Friday, January 02, 2009

IMF’s new economic stimulus

It is not often that good news comes from the International Monetary Fund (IMF), especially for emerging economies of the world. In its 64 years of existence as a creation of the post-war system of fixed exchange rates, IMF has paid scant attention to redefining global financial systems. Its economic conditionalities have often been seen from the prism of trying to tie the developing nations to the apron strings of rich, developed countries.

But a paradigm shift is afoot in IMF’s new economic ideology. According to IMF Managing Director, Dominique Strauss-Khan, the Fund will focus, in the period ahead, on helping member states respond to financial and economic crises towards reforming the global financial landscape. This is good news.

Strauss-Khan, during the Fund’s recent Executive Board meeting, said that its Financial Committee and the G-20 leaders have “emphasized the central role of the Fund as a crisis responder and a developer of ideas.” The G-20 was created a decade ago after the emerging markets crises. Strauss-Khan was referring to the broad guidelines reached after its recent summit on how to assist emerging economies such as Nigeria respond to threatening financial crisis and stimulate economic growth.
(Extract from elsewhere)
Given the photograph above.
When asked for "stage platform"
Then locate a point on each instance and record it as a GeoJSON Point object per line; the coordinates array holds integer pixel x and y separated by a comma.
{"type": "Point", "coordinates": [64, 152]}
Though, meeting these challenges will prove hard, especially in countries operating tight budgets. According to the IMF boss, such stimulus packages are expected to see member states, in particular poor states, through turbulent times.

The fund’s Executive Board, in this new thinking, has been mandated to examine other elements of lending instruments that are less stringent and suffocating for the citizens of borrowing nations.
We welcome this new thinking by the former Bretton Woods Institution.

This is a radical departure from its earlier position in which it merely assisted member states on how to overcome their balance of payments through what it calls Policy Support Instrument (PSI). The current thinking is reform-based and a realisation that, at last, IMF and the West are beginning to come to terms with the multiple problems that stifle development efforts in emerging economies.

This is, indeed, a step in the right direction. The recent global financial meltdown has brought home the telling lesson that the world will be a better place with global economic co-operation between the G-7 group of rich countries, which has, until now, held the stage, and the G-20 that includes most of the key parts of the rich and emerging world.

We want to see these synergies begin to bear fruits in the coming year. This is one sure way that Third World countries can renew their confidence in the IMF. At the moment, the painful austerity measures which often follow every IMF loan to developing nations make many emerging nations wary of any stimulus package designed by its operators.

With good governance and realistic economic policies, developing nations will be less dependent on IMF–induced economic measures. Misapplication and misappropriation of funds by Third World governments often create loopholes which IMF and the World Bank exploit to prescribe measures that create more problems than they can clean up. All told, the IMF economic plans appear encouraging.